One of her current positions is chair of the Fund Allocation Panel for the United Way. This panel meets with each of the organizations that receives United Way funds in our community and confirms what the funds will be used for and how funding is going to help individuals in need. The panel produces a report, which is then provided to the United Way Board of Directors for final approval. Gaye noted that she and her panel are in the unique position to see exactly the impact those funds are having in our community. She shared a story of how the Boys & Girls Club had a boy who had been a very good student and whose grades started slipping. He was in jeopardy of dropping out of school. When Stephanie Johnson (director of the Boys & Girls Club) visited with him, she discovered his mother had recently taken a job and was no longer there to see that he got up in the morning for school. Stephanie purchased an alarm clock and quickly solved the problem for this child. Gaye added if it weren’t for the meals provided by the club before children go home that many of them would have nothing to eat that evening. The Boys and Girls Club also provides help with homework to assist these children, which they would often otherwise not have.
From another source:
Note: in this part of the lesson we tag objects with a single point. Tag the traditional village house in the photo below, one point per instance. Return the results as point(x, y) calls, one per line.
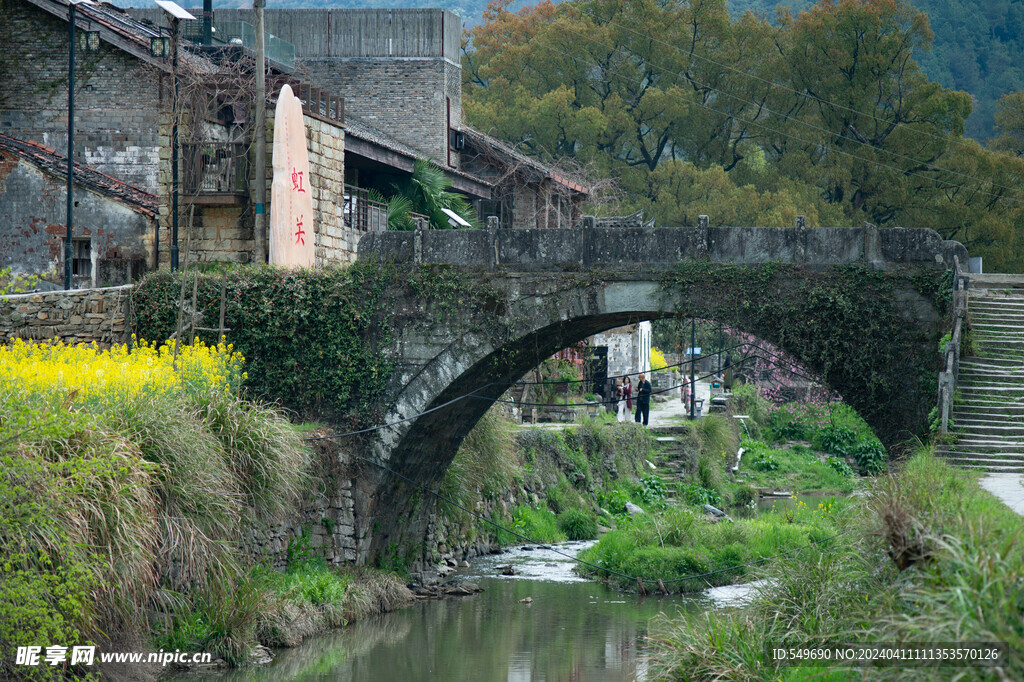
point(397, 70)
point(123, 127)
point(400, 75)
Another story Gaye shared was about a little girl from Big Brothers Big Sisters. She struggled in school in every way. She struggled academically, with hygiene issues and didn’t dress like the other second grade children, so school was a very lonely place for her. However, after her classmates saw her big sister spend time with her, they became more open to spending time with her. The little girl said the day her big sister came was the happiest day of her week.
Gaye noted that not all the stories are happy ones. Often she has tears in her eyes as she listens to the plight of some of our local children and families. But she quickly added that it just makes their panel all the more steadfast in being sure local funds are going to the right places to help as many people as possible. Gaye added, “We have such a great and giving community. We are blessed to have a well-run United Way that focuses on the needs of the people and ensures that the funds entrusted to them are being used to change lives.”
“I am blessed that Ameren allows me the time away from my job to help others.” Gaye said. It’s easy to see that our community has benefited from this farm girl’s devotion to service and hard work ethic.